Figure 4 - The MSR1 tail acts like a dimmer switch for the cancer-causing gene.
  • Figure 4 - The MSR1 tail acts like a dimmer switch for the cancer-causing gene.
  • The short tail is the bright-light setting on the switch and causes a lot of protein to be produced. Conversely, the long tail is the dim-light setting–meaning that not much protein is produced from the gene.

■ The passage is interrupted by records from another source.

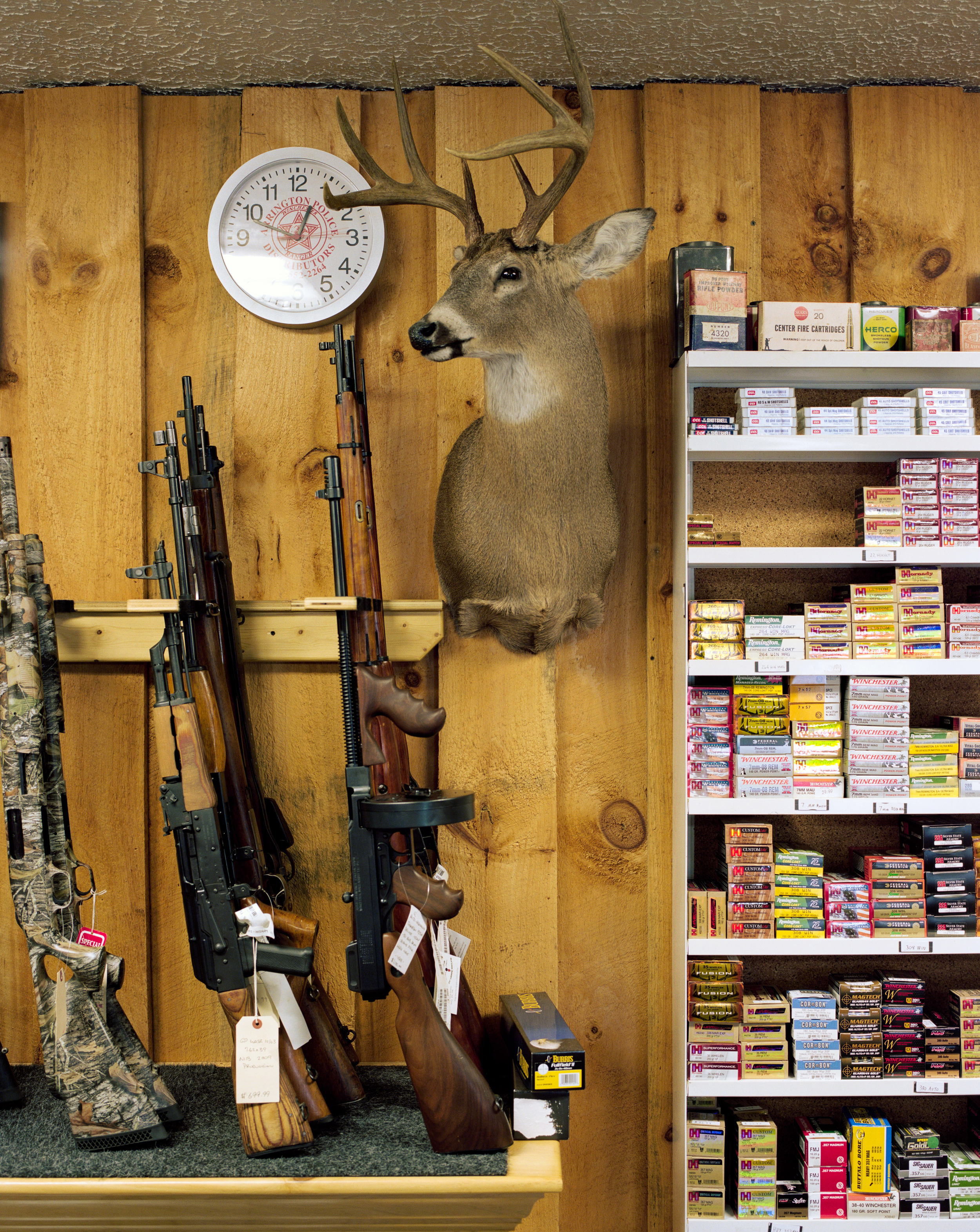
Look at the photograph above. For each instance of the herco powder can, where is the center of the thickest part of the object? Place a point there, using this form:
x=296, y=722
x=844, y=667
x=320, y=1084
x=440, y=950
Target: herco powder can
x=882, y=327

MSR1 Repeats in Breast Cancer and Prostate Cancer

Next, the researchers thought about what this might mean for cancer. Other scientists had already found that breast cancer and prostate cancer tumors had high levels of the protein produced by the cancer-causing gene [3]. Dr. Rose and her colleagues had seen that the short tail was the bright-light switch and produced high levels of the cancer-causing protein (take another look at Figure 4 to remind yourself of this, if you need to). So, they thought that if a person has the short-length tail in the gene, that person might be at risk of breast cancer and prostate cancer.

First, they investigated breast cancer. They looked at a group of women from the UK who had breast cancer, and the same number of women who did not have breast cancer. They measured the length of the MSR1 tails that the women had on the cancer-causing gene on each of their chromosomes (remember–everyone has two of each chromosome). They found that the women with breast cancer were much more likely to have short tails of MSR1. In fact, they used maths to show that if a person has a short tail on both chromosomes, that person is five times more likely to get breast cancer at a young age. Even a short tail on just one of the chromosomes makes a person almost two times more likely to get breast cancer.

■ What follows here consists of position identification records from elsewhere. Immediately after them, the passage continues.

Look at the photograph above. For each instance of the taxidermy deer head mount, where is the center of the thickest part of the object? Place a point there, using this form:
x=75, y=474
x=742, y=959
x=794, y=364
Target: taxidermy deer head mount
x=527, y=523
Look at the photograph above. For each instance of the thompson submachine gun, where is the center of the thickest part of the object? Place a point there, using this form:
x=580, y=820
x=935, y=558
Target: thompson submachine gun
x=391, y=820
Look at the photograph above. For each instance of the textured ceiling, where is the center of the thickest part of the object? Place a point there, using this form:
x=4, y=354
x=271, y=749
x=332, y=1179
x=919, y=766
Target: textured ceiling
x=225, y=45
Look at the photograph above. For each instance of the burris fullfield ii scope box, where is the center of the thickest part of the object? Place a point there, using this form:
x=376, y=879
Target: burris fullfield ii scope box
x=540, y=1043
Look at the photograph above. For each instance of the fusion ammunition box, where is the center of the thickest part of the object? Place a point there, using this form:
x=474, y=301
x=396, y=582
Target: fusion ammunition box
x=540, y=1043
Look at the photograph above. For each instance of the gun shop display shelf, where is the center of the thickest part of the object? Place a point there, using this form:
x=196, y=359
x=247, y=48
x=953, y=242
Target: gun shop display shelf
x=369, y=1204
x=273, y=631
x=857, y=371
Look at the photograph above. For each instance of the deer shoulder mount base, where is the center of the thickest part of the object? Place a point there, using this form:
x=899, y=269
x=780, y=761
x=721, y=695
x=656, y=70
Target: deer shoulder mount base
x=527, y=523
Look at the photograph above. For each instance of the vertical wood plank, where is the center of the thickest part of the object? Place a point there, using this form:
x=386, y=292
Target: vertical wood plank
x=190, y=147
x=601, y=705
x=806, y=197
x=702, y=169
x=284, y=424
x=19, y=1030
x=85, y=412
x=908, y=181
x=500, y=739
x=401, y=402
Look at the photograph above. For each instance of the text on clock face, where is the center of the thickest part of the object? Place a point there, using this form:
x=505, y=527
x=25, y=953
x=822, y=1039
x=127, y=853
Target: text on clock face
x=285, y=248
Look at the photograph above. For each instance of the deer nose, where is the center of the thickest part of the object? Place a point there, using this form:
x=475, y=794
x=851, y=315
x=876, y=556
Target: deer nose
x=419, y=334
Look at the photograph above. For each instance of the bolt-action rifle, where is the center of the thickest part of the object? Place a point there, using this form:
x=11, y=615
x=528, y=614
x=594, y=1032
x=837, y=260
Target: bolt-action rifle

Next, they investigated prostate cancer. This time, they looked at a group of men from Australia with prostate cancer, and the same number of men without prostate cancer. Again, they found that the short-tail MSR1 put men at risk of prostate cancer. They calculated that a short tail on both chromosomes, made a man 1.5-times more likely to get prostate cancer.

What Next?

It is pretty cool to know how the DNA in our cells is controlled. It was very exciting for the scientists to discover that the MSR1 repeat acted like a dimmer switch. Understanding how genes are controlled is an important part of science nowadays. But can we use this to help people? Probably!

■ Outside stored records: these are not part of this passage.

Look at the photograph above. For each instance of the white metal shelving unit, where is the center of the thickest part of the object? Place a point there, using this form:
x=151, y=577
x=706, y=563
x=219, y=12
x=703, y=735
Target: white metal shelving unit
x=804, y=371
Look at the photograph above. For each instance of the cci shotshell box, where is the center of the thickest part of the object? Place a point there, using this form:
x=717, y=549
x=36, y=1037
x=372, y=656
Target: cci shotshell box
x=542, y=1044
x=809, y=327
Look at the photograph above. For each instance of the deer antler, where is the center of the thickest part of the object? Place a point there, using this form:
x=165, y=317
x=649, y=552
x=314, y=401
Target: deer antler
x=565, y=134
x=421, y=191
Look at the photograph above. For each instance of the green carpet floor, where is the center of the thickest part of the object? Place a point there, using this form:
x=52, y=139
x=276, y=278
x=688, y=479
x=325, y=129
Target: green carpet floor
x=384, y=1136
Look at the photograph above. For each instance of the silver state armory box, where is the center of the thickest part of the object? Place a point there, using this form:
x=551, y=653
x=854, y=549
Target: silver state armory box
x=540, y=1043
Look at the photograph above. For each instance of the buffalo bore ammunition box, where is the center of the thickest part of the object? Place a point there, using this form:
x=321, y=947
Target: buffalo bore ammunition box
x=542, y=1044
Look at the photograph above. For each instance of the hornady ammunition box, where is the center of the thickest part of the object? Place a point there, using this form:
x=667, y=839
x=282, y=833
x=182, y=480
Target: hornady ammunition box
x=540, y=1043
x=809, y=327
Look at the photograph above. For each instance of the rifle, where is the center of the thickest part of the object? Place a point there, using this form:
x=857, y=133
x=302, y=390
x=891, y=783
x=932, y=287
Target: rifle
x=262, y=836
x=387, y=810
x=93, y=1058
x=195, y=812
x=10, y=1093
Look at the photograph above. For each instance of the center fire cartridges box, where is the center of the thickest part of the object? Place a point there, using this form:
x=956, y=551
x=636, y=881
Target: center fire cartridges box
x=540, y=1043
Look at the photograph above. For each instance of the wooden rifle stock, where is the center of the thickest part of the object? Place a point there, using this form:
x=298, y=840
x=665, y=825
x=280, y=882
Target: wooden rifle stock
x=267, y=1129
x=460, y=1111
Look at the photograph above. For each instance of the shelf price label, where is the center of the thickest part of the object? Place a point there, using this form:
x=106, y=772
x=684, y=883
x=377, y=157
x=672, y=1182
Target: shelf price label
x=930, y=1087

Your DNA is largely the same from the day you are born until the day you die. This means that a scientist could test people’s blood to find out how long their MSR1 tails are when they are young. The scientist would then know which people have the short tails on their chromosomes, which would tell the scientist which people are at higher risk of breast cancer or prostate cancer. This information will help doctors monitor these people more carefully–and hopefully detect any cancer very early. This means the people who are at risk have a much better chance of being cured of cancer.

However, we also need to think about the ethics of any new genetic test–take a look in Box 1 to see more about medical ethics and whether or not Dr. Rose would take the test herself!

Box 1. What has ethics got to do with genetics?

Medical ethics is a type of philosophy that looks at the morality of scientific experiments—simply, whether it is right or wrong to carry out the research. Medical ethics is particularly important in medical science, because we are often experimenting on human beings, or samples from humans (like DNA samples). Before a scientist runs a research project, he or she must get permission from a group of specialist people called the “Ethics Board,” who consider whether the study is ethically right.

In this research project, I used DNA samples from many people—but not my own. It would not be ethical to use my own DNA sample. This is crucial because, when doing research, we could learn something completely unexpected. What would I do if I discovered by accident that I had a gene mutation for an incurable, serious disease? These are the sort of important questions that medical ethics considers.

However, I would choose to have the test for junk DNA tail length. This is because, although cancer is a very serious disease, there is a cure for it. If I had the test and found out I were at high risk, I would be able to be more prepared for the disease. I would get screened more regularly, and then if I got the disease I would be able to get treatment earlier. However, if there was a genetic test for a different disease that did not have a treatment, I would not want to have that test—for me, it would create more worry for no benefit. What would you do in each situation?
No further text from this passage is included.